Valid excuses abound in Memphis. Ja Morant has yet to finish serving his 25-game suspension for conduct detrimental to the league, and the Grizzlies are laboring through an avalanche of other notable absences.
Flirting with the worst record in the Western Conference is still a letdown. This team's depth was supposed to help it tread water while awaiting Morant's return—even without Steven Adams and Brandon Clarke.
Memphis has the assets to take another big swing. But it's tough to go all-in without seeing how (or if) the on-court product normalizes with Morant.
Plugging the Adams-sized hole up front without depleting the team's asset stores is the way to go for now. Drummond does that in ways Bismack Biyombo and Xavier Tillman. do not. He brings more size and heft, much to the delight of Jaren Jackson Jr.'s defensive workload, and is an offensive-rebounding dynamo.
Drummond is boarding over 20 percent of Chicago's misses at the moment (a career-high). The Grizzlies will have to stomach more freelancing in the post and hair-pulling decisions from him than they do with Adams or any other big on the roster, but he's worth the trouble relative to current alternatives. And getting his Early Bird rights is good insurance against Adams and Tillman hitting the open market this summer.

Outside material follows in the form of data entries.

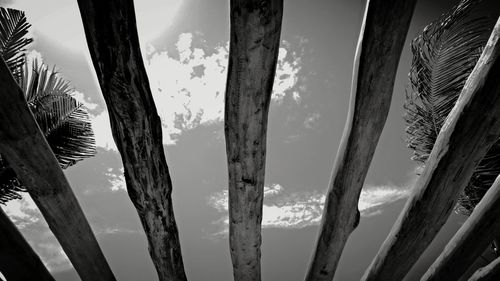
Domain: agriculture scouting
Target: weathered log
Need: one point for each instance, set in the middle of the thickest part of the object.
(111, 32)
(24, 146)
(254, 44)
(491, 272)
(471, 239)
(470, 129)
(18, 261)
(381, 40)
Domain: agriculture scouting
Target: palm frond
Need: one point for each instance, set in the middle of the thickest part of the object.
(13, 28)
(444, 55)
(61, 118)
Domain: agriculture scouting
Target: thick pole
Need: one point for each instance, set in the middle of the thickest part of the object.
(254, 44)
(112, 38)
(18, 261)
(470, 129)
(381, 40)
(24, 146)
(491, 272)
(471, 239)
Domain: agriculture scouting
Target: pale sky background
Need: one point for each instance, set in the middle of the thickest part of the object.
(185, 48)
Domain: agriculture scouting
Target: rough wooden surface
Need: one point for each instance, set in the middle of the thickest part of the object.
(470, 129)
(491, 272)
(471, 239)
(111, 32)
(381, 40)
(254, 44)
(18, 261)
(24, 146)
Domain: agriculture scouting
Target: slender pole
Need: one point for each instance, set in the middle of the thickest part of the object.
(18, 261)
(380, 44)
(29, 155)
(253, 55)
(111, 32)
(470, 129)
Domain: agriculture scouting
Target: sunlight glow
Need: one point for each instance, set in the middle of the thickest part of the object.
(60, 22)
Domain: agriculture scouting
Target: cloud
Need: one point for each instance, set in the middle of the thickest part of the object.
(312, 120)
(31, 224)
(60, 21)
(289, 210)
(188, 85)
(116, 179)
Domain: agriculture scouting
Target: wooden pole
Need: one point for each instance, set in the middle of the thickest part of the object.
(381, 40)
(29, 155)
(253, 55)
(471, 239)
(110, 28)
(471, 128)
(18, 261)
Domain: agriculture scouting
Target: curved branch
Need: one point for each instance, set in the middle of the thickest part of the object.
(112, 38)
(381, 40)
(470, 240)
(18, 261)
(469, 131)
(254, 45)
(491, 272)
(29, 155)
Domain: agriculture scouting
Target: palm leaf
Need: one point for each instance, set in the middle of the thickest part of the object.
(64, 121)
(13, 28)
(444, 55)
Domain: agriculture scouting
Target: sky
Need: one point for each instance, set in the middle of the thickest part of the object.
(185, 48)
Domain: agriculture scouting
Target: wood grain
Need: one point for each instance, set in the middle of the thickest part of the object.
(470, 129)
(18, 261)
(24, 146)
(111, 32)
(254, 44)
(381, 40)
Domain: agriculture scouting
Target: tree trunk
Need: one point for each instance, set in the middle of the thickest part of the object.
(24, 146)
(255, 37)
(491, 272)
(18, 261)
(471, 239)
(111, 32)
(381, 40)
(470, 129)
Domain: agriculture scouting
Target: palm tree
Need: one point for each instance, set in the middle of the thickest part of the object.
(254, 44)
(113, 42)
(64, 124)
(470, 130)
(444, 55)
(380, 44)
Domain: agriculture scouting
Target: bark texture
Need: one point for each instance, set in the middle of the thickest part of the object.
(110, 28)
(381, 40)
(254, 44)
(18, 261)
(24, 146)
(471, 128)
(470, 240)
(491, 272)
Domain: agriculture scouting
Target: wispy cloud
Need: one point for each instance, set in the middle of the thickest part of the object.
(31, 224)
(188, 85)
(285, 209)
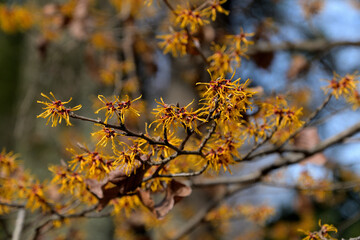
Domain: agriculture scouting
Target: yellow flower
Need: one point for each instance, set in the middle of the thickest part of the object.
(8, 163)
(67, 179)
(109, 107)
(170, 116)
(186, 17)
(55, 110)
(106, 134)
(118, 107)
(220, 61)
(345, 86)
(175, 43)
(215, 7)
(36, 197)
(241, 39)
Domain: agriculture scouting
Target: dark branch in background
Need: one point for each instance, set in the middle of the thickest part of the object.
(201, 214)
(279, 148)
(287, 160)
(318, 45)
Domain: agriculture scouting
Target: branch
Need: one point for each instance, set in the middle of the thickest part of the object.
(279, 148)
(19, 224)
(302, 154)
(201, 214)
(307, 46)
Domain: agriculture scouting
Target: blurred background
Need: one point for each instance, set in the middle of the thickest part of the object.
(112, 49)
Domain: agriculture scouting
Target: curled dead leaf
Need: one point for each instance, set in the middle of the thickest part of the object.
(308, 139)
(116, 184)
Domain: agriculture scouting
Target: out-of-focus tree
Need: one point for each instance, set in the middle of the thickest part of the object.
(131, 160)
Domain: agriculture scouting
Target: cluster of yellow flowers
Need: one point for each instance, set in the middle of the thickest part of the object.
(346, 87)
(323, 233)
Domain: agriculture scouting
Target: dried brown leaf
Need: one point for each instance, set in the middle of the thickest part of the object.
(308, 139)
(116, 184)
(175, 191)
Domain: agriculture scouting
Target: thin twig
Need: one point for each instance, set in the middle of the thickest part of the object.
(19, 224)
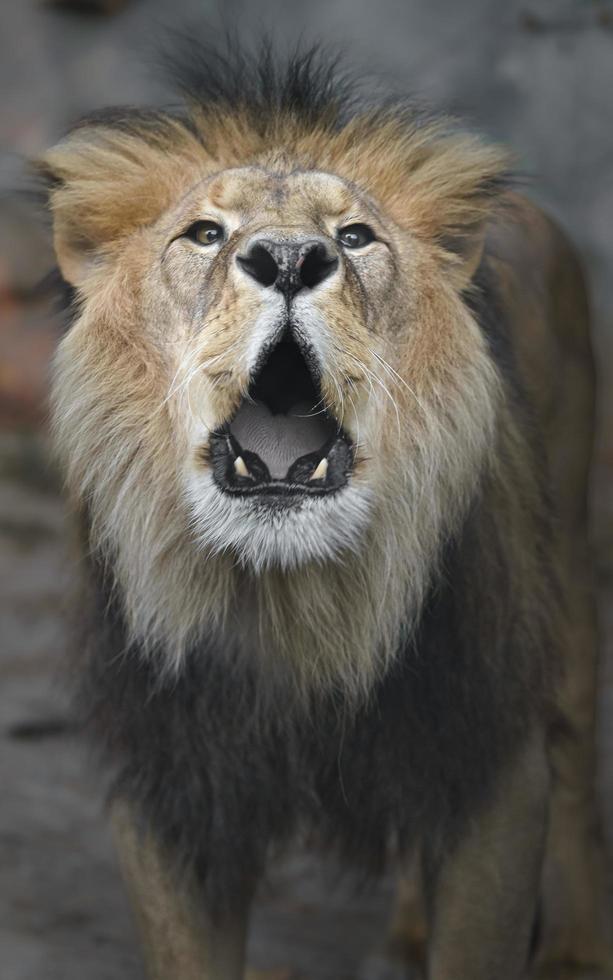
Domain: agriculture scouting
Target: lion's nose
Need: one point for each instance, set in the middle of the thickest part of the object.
(289, 266)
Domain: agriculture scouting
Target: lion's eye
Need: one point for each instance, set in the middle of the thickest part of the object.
(356, 236)
(205, 233)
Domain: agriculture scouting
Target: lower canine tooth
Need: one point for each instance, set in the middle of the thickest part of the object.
(320, 472)
(239, 467)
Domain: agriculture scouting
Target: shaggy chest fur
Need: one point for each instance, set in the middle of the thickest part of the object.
(224, 774)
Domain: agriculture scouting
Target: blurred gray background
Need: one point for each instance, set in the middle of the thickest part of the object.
(536, 74)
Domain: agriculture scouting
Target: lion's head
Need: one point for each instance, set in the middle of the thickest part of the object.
(273, 402)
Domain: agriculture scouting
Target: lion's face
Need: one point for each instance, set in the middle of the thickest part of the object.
(283, 291)
(273, 369)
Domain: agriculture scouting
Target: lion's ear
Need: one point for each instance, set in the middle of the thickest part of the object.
(105, 180)
(463, 184)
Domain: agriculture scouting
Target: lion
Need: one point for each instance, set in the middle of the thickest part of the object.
(324, 413)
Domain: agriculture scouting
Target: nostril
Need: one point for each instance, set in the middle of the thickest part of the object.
(316, 266)
(260, 265)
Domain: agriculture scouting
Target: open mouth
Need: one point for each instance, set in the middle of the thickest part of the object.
(282, 441)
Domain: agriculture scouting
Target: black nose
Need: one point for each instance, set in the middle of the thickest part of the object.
(289, 266)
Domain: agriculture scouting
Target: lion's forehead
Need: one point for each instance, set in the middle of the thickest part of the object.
(294, 193)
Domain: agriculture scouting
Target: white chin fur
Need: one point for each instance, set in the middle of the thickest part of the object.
(263, 537)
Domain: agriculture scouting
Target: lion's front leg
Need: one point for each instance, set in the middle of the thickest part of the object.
(485, 893)
(180, 940)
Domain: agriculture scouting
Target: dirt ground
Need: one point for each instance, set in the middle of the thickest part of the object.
(538, 75)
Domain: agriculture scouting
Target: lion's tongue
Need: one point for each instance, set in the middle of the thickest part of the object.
(281, 439)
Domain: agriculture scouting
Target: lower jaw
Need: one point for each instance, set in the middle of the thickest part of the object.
(241, 473)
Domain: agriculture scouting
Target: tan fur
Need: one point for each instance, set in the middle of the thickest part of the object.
(419, 394)
(148, 371)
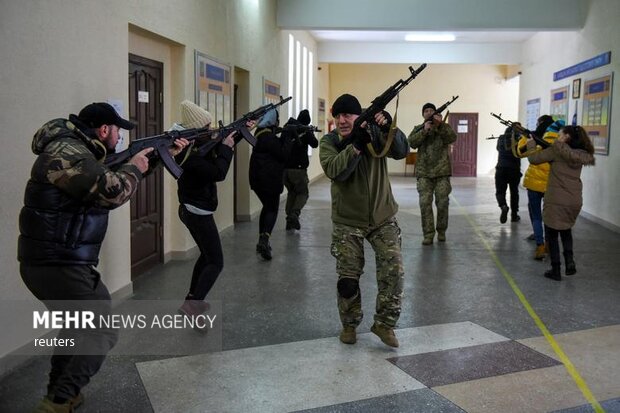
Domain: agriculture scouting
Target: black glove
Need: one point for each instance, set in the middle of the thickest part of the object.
(386, 128)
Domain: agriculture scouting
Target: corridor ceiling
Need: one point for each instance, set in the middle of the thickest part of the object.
(373, 31)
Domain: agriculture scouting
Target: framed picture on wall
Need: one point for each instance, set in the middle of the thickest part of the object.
(213, 87)
(271, 92)
(559, 103)
(577, 88)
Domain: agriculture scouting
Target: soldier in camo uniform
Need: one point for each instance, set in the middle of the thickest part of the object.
(363, 207)
(62, 225)
(433, 170)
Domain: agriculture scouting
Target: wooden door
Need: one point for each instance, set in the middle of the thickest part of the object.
(464, 152)
(146, 111)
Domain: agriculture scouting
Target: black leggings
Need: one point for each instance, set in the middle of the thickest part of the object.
(554, 246)
(211, 261)
(269, 212)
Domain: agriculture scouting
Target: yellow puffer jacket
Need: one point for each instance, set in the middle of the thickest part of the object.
(536, 176)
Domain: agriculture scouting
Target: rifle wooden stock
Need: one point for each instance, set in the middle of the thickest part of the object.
(162, 144)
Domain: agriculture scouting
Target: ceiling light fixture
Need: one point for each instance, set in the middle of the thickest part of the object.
(430, 37)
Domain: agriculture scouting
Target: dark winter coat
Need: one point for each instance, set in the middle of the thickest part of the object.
(563, 195)
(267, 162)
(200, 173)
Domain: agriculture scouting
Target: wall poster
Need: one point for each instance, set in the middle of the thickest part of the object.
(271, 92)
(596, 113)
(213, 87)
(533, 113)
(558, 108)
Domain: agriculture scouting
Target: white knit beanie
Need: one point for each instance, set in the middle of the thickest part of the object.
(193, 116)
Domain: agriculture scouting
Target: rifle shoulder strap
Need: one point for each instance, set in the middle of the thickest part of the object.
(389, 140)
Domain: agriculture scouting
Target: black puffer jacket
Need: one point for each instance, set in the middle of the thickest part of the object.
(267, 162)
(200, 173)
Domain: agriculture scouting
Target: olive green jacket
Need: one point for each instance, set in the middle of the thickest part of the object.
(361, 192)
(433, 159)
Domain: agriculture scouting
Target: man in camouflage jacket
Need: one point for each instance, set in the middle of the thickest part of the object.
(433, 171)
(62, 225)
(363, 207)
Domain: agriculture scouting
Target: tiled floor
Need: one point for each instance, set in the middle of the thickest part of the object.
(469, 339)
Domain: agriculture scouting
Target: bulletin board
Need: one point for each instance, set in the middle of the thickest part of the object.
(213, 87)
(559, 104)
(596, 113)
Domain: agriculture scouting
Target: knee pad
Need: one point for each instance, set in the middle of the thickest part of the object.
(347, 287)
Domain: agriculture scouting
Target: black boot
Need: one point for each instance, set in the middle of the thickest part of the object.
(570, 264)
(503, 216)
(263, 248)
(554, 273)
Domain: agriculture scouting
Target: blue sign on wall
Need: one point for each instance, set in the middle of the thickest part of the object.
(597, 61)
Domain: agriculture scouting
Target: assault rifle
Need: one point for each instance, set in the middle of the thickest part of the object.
(377, 105)
(296, 130)
(518, 128)
(240, 126)
(163, 142)
(436, 112)
(299, 129)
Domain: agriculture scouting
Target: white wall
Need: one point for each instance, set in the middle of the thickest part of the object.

The Bulls might flinch at taking on Konchar, who begins a three-year, $18.5 million extension next season. But he can bump up their three-point volume if Billy Donovan plays him. More critically, they appear headed toward a wholesale dissolution this season or over the summer. Capitalizing on Drummond's play so far before he hits free agency would be good asset management—for a change.